[Python-Dev] When should pathlib stop being provisional?

Wed Apr 6 02:25:05 EDT 2016

On Wed, Apr 6, 2016 at 3:37 PM, Stephen J. Turnbull <stephen at xemacs.org> wrote:
> Chris Angelico writes:
>
>  > Outside of deliberate tests, we don't create files on our disks
>  > whose names are strings of random bytes;
>
> Wishful thinking.  First, names made of control characters have often
> been deliberately used by miscreants to conceal their warez.  Second,
> in some systems it's all too easy to create paths with components in
> different locales (the place I've seen it most frequently is in NFS
> mounts).  I think that's much less true today, but perhaps that's only
> because my employer figured out that it was much less pain if system
> paths were pure ASCII so that it mostly didn't matter what encoding
> users chose for their subtrees.

Control characters are still characters, though. You can take a
bytestring consisting of byte values less than 32, decode it as UTF-8,
and have a series of codepoints to work with.

If your employer has "solved" the problem by restricting system paths
to ASCII, that's a fine solution for a single system with a single
ASCII-compatible encoding; a better solution is to mandate UTF-8 as
the file system encoding, as that's what most people are expecting
anyway.

> It remains important to be able to handle nearly arbitrary bytestrings
> in file names as far as I can see.  Please note that 100 million
> Japanese and 1 billion Chinese by and large still prefer their
> homegrown encodings (plural!!) to Unicode, while many systems are now
> defaulting filenames to UTF-8.  There's plenty of room remaining for
> copying bytestrings to arguments of open and friends.

Why exactly do they prefer these other encodings?

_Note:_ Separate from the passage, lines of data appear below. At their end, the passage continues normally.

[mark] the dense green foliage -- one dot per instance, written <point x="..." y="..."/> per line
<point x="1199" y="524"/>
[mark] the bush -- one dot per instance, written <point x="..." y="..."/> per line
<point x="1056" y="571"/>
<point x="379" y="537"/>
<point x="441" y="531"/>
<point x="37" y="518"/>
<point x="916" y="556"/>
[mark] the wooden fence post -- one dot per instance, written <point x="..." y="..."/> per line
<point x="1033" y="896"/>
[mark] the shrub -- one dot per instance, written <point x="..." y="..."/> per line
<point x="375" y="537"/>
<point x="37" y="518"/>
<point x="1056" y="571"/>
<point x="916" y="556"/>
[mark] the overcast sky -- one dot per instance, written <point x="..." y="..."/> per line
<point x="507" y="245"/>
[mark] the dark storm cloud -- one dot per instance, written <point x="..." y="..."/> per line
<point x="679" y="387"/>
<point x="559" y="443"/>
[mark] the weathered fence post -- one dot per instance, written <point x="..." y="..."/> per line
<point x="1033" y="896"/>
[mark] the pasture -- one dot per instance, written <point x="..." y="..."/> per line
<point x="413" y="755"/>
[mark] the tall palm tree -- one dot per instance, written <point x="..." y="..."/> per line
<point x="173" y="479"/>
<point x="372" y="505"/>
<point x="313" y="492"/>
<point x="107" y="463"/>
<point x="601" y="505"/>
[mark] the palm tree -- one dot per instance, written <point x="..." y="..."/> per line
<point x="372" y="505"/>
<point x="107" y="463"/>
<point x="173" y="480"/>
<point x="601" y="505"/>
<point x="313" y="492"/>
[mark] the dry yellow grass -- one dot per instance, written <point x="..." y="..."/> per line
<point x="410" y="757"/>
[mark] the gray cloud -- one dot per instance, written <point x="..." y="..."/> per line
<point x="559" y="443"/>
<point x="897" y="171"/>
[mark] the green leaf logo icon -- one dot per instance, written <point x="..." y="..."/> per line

Are they
representing characters that Unicode doesn't contain? If so, we have a
fundamental problem (no Python program is going to be able to cope
with these, without a third party library or some stupid mess of local
code); if not, you can always represent it as Unicode and encode it as
UTF-8 when it reaches the file system. Re-encoding is something that's
easy when you treat something as text, and impossible when you treat
it as bytes.

So far, you're still actually agreeing with me: paths are *text*, but
sometimes we don't know the encoding (and that's a problem to be
solved).

ChrisA